エチレン性不飽和ニトリル共役ジエンゴムに、少なくとも90%の飽和を付与するために、従来手段によってニトリルゴムを水素化する。一般に、水素化のための数多くの公知の手順をいずれも利用することができ、そのような手順には、溶液水素化および酸化/還元水素化が挙げられるが、これらに限定されない。水素化によって、ゴムの不飽和結合の少なくとも90%が飽和される。飽和度が90%より低いと、ゴムの耐熱性が低い。より好ましいゴムの飽和度は95〜99.99%である。
さらに水素化されカルボキシル化されたアクリロニトリル−ブタジエンコポリマーの製造に有用な好適な共役ジエンモノマーは、いかなる周知の共役ジエンでもよく、1,3−ブタジエン;2−メチル−1,3−ブタジエン、2,3−ジメチル−1,3−ブタジエン;1,3−ペンタジエン;1,3−ヘキサジエン;2,4−ヘキサジエン;1,3−ヘプタジエン;ピペリレン;およびイソプレンのような約4〜約10個の炭素原子を有するジエンが挙げられるが、これらに限定されない。本発明では、1,3−ブタジエンが好ましい。
カルボキシル化したアクリロニトリル−ジエンコポリマーを形成するために共重合される不飽和ニトリルモノマーは、典型的には以下の式に相当する:
Figure 0004514191
[式中、各々のAは水素または1〜約10個の炭素原子を有する炭化水素基である]。A基の例には、メチル、エチル、イソプロピル、t−ブチル、オクチル、デシル、シクロペンチル、シクロヘキシルなどのアルキルおよびシクロアルキル;およびフェニル、トリル、キシリル、エチルフェニル、t−ブチルフェニルなどのアリールが挙げられる。

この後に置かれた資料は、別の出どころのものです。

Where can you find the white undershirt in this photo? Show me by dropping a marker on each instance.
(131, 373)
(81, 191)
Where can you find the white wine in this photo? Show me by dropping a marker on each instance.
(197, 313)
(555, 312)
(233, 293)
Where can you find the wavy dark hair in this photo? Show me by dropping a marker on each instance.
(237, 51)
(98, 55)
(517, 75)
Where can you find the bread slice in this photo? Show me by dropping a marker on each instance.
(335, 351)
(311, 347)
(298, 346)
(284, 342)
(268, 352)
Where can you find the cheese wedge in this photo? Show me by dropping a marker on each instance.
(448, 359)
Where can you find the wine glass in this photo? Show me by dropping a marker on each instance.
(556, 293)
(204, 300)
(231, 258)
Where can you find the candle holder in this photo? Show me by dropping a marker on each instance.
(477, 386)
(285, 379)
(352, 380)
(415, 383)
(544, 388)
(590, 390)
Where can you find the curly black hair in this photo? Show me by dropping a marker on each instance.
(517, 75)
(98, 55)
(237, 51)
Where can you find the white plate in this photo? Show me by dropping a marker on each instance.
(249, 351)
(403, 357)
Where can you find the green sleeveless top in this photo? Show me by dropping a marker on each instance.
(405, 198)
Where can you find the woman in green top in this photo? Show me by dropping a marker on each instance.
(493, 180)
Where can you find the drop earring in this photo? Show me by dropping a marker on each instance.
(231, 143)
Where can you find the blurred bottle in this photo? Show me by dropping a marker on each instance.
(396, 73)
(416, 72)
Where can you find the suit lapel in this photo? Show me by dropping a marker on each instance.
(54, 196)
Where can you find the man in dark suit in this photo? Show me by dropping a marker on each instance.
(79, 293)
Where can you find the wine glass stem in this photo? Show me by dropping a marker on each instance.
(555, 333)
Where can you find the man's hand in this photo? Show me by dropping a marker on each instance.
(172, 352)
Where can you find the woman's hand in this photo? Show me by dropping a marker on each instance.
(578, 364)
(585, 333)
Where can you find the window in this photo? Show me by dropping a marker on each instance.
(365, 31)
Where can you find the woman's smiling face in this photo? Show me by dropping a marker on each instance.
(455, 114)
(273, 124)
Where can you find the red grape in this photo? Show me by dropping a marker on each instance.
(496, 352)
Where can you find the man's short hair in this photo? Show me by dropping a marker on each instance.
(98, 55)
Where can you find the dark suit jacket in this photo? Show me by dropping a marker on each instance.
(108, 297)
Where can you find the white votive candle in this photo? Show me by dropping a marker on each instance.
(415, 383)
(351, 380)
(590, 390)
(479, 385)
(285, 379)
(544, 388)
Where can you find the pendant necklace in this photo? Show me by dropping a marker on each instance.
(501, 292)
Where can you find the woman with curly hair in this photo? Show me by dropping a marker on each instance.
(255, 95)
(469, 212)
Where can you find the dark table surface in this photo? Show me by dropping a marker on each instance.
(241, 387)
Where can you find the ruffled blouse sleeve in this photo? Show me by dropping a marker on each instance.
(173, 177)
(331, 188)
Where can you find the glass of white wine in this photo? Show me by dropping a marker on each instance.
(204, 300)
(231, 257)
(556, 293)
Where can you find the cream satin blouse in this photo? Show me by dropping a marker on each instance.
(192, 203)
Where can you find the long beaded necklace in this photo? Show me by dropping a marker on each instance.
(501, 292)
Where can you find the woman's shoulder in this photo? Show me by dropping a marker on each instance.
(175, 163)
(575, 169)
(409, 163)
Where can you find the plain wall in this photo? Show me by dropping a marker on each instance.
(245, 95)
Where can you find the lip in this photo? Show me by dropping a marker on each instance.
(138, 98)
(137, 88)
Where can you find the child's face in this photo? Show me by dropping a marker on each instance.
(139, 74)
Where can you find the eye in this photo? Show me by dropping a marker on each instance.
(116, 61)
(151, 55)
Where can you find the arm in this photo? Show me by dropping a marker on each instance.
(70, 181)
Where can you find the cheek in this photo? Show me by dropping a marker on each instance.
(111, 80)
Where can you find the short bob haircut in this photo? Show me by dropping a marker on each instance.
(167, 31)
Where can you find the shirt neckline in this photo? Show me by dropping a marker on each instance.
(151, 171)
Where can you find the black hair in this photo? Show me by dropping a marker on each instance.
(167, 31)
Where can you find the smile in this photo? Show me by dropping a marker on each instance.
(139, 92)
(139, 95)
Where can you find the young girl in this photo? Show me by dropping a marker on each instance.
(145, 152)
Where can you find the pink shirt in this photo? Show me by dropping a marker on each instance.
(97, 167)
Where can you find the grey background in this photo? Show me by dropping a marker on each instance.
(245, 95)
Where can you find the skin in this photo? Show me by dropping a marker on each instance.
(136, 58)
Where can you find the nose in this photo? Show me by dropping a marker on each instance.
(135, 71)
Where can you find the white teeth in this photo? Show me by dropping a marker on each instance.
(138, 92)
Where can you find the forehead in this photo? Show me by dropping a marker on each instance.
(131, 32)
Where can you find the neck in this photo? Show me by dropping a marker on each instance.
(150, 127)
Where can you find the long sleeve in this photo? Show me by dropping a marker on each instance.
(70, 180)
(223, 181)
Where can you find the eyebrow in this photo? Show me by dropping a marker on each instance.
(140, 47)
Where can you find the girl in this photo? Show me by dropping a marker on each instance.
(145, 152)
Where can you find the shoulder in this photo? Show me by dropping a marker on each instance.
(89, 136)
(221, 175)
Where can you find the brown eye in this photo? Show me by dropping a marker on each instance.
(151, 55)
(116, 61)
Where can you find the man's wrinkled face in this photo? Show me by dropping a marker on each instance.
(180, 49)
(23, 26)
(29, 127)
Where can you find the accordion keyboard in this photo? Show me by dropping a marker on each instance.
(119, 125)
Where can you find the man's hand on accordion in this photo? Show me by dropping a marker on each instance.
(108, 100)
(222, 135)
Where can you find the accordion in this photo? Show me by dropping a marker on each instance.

アクリロニトリルおよびメタクリロニトリルが本発明で好ましい不飽和ニトリルである。
本発明のHNBRもまた、HNBR骨格の中に重合されるモノマーを含む官能基、またはHNBRへグラフトされた化合物を含む官能基、あるいはそれらの組み合わせを含む。
必要に応じて、カルボキシル基含有モノマーは、本発明で用いられるフィルム形成性エラストマーにおいて利用される。アクリル酸、メタクリル酸およびクロトン酸のような3〜約5個のC原子を有するα,β−不飽和モノカルボン酸モノマーおよび/または他の公知のカルボキシル基含有モノマー[例えば、4〜約5または約6個のC原子を有するα,β−不飽和ジカルボン酸(例、マレイン酸、フマル酸、シトラコン酸およびイタコン酸、ならびにそれらの無水物)などが挙げられるが、これらに限定されない]によってカルボキシル基を付与することができる。結合した不飽和カルボン酸は、コポリマーの約1〜約10重量%の量で存在してよく、この量で、相当量の共役ジオレフィンを置き換える。好ましくは、このモノマーは不飽和モノ−またはジ−カルボン酸誘導体である(例、エステル、アミド等)。カルボキシル基含有モノマーの機能には、架橋部位として作用することおよび接着を強化することが含まれる。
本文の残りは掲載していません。